By Sarah Borchersen-Keto, CCH Washington News Bureau, Contributing Author, the CCH Federal Banking Law Reporter, June 6, 2011.
Treasury Secretary Tim Geithner warned the financial community that it is in their own best interest to ensure that strong, well-resourced regulators emerge from the overhaul of financial regulation.
Speaking June 6, 2011, to the International Monetary Conference in Atlanta, Ga., Geithner said that those in the financial community who support blocking reform resources and appointments “will not be successful in undermining the core elements of reform.”
In fact, Geithner added, such efforts will “make it less likely that there will be enough capable people in the regulatory bodies to bring the care and judgment necessary for the new rules to work.” Firms that will suffer the most from weak regulators, he continued, would be the strongest and best managed firms as they would have to spend more time on compliance. Leaders of the major U.S. financial institutions should be “champions, not opponents of getting strong capable people to lead and staff the oversight bodies,” he urged.

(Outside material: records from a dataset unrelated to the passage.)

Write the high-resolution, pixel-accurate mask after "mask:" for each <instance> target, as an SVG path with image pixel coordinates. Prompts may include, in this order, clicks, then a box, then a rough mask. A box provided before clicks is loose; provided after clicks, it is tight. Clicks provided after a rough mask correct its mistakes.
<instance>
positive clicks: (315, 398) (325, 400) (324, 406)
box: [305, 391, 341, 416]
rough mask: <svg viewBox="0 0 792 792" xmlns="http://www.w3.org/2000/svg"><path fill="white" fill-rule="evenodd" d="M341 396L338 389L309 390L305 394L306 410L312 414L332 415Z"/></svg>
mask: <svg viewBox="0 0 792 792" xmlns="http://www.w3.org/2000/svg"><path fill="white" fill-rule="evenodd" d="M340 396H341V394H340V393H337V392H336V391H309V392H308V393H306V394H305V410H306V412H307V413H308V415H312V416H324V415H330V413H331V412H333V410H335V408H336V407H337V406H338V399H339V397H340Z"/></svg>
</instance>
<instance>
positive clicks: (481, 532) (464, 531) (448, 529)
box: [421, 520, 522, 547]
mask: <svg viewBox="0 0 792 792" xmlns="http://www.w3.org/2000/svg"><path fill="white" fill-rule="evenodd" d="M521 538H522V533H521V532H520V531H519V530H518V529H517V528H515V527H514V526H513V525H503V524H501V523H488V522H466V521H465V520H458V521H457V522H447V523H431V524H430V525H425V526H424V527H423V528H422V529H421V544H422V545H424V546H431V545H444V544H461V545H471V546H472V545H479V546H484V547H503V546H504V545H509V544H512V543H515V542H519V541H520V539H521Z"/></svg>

Geithner also stressed the need to build a more level playing field internationally, as reforms in the United States move forward. “We don’t want to see another race to the bottom around the world,” he said. He told conferees that efforts by the United Kingdom to attract business to London, by applying only “light touch” regulation, “ended tragically” and should offer a “cautionary note” to other countries trying to take advantage of rising U.S. standards.